The study cohort comprised 34 patients with A/M, from 31 unrelated Egyptian families. Their ages ranged from 1 day to 18 years. Parental consanguinity was found in 13 families (41.9%) while a positive history of familial recurrence was documented in 7 families (22.6%).

Clinical findings

Regarding the ocular phenotype, 52.9% (18/34) of the patients had bilateral microphthalmia, 23.5% (8/34) had unilateral microphthalmia, 14.7% (5/34) presented with bilateral anophthalmia, and 8.8% (3/34) had mixed forms of A/M. In 21 patients (61.7%), the A/M phenotype was complex and was accompanied by additional ocular findings (Table 1). Within the cohort, 19 patients (55.9%) exhibited extraocular manifestations and were classified as having syndromic A/M (P22-P34 in Table 1, in addition to P1-P6 in Appendix 1), whereas the remaining 15 cases (44.1%) had isolated A/M (P7-P21 in Table 1).

Cytogenetic findings

Conventional karyotyping identified chromosomal abnormalities in six patients; four cases of trisomy 13 (Appendix 2), one with trisomy 18, and one with a reciprocal translocation t(3;11; q27;p11.2). The demographic, clinical and cytogenetic data of these patients are summarized in Appendix 1.

Molecular findings

After excluding the six patients with chromosomal abnormalities, ES was conducted on 28 patients from 25 unrelated families. In 13 families (13/25; 52%), potential candidate variants were identified, each in a distinct gene: SOX2 (SRY-box transcription factor 2, Gene ID: 6657), OTX2 (orthodenticle homeobox 2; GeneID 5015), CHD7 (chromodomain helicase DNA binding protein 7; GeneID 55636), HMX1 (H6 family homeobox 1; GeneID 3166), PRR12 (proline rich 12; GeneID 57479), ATOH7 (atonal BHLH transcription factor 7; GeneID 220202), ZBTB11 (zinc finger and BTB domain containing 11; GeneID 27107), B3GALNT2 (beta-1,3-N-acetylgalactosaminyltransferase 2; GeneID 148789), GCNT2 (glucosaminyl (N-acetyl) transferase 2 (I blood group); GeneID 2651), DPH1 (diphthamide biosynthesis 1; GeneID 1801), GJA8 (Gap Junction Protein Alpha 8) with human GeneID 2703), FRAS1 (Fraser extracellular matrix complex subunit 1; GeneID 80144) and UBE3B (ubiquitin protein ligase E3B; GeneID 89910; Table 1). Out of these variants, seven had not been previously reported and were absent from population databases. Based on ACMG guidelines, 11 variants were classified as pathogenic or likely pathogenic (P/LP), while two were considered variants of uncertain significance (VUS). In the remaining 12 families, no clinically significant variants could be identified (Figure 1). Notably, positive molecular findings were detected in eight out of 13 families with syndromic A/M (61.5%) and in 5 out of 12 with non-syndromic A/M (41.6%), highlighting a higher diagnostic yield in syndromic cases.

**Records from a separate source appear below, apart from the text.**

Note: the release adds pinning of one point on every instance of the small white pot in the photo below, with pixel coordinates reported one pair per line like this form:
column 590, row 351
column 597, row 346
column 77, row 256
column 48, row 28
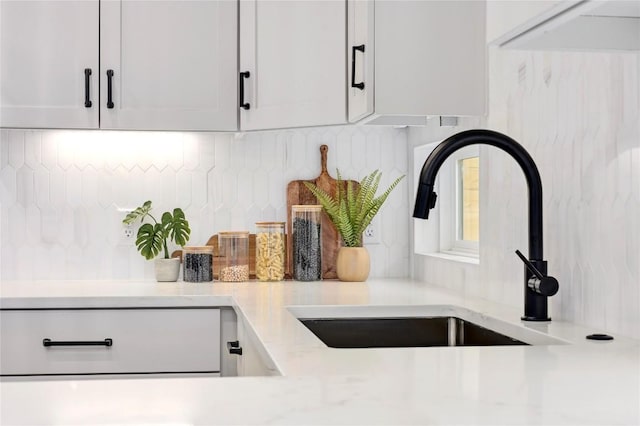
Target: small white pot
column 167, row 270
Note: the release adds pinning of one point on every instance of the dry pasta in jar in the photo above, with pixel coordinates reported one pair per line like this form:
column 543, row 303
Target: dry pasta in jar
column 270, row 251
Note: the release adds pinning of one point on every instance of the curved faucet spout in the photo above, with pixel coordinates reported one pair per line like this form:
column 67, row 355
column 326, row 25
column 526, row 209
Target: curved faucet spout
column 535, row 309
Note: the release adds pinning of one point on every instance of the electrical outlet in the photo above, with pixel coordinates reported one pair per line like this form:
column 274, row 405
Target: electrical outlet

The pedigrees of the families with positive molecular findings with their associated genetic data are demonstrated in Figure 2.

Positive molecular findings

A novel heterozygous variant in OTX2 (Microphthalmia, syndromic 5; OMIM610125)-- A 5-year-old male patient (F7/P7), born to healthy, non-consanguineous parents, presented with left eye anophthalmia and right eye microphthalmia with Peters anomaly. Brain and orbit MRI showed left anophthalmia and optic nerve hypoplasia, while the overall brain structure and pituitary gland appeared normal. ES identified a heterozygous likely pathogenic missense variant in OTX2: c.278G>C, p.(Trp93Ser). This variant had not been previously reported in the literature and was absent from the gnomAD database.

A novel heterozygous variant in PRR12 (Neuro-ocular syndrome; OMIM619539)-- A heterozygous pathogenic nonsense variant in PRR12:c.3625C>T, p.(Arg1209Ter), was identified in a 3-month-old male infant (F8/P8) exhibiting unilateral microphthalmia with optic disc and chorioretinal coloboma. PRR12 has been associated with an autosomal dominant (AD) neuro-ocular syndrome [12].

A homozygous VUS in GCNT2 (Cataract 13 with adult i phenotype; OMIM116700)-- We identified a homozygous GCNT2 variant: c.1154G>A, p.(Arg385His), in 10- and 8-year-old female siblings (F9/P9&10), presenting with bilateral congenital cataracts and microphthalmia. The younger sister also exhibited nystagmus and strabismus. The identified VUS, was previously described in two siblings with congenital cataracts and nystagmus [13].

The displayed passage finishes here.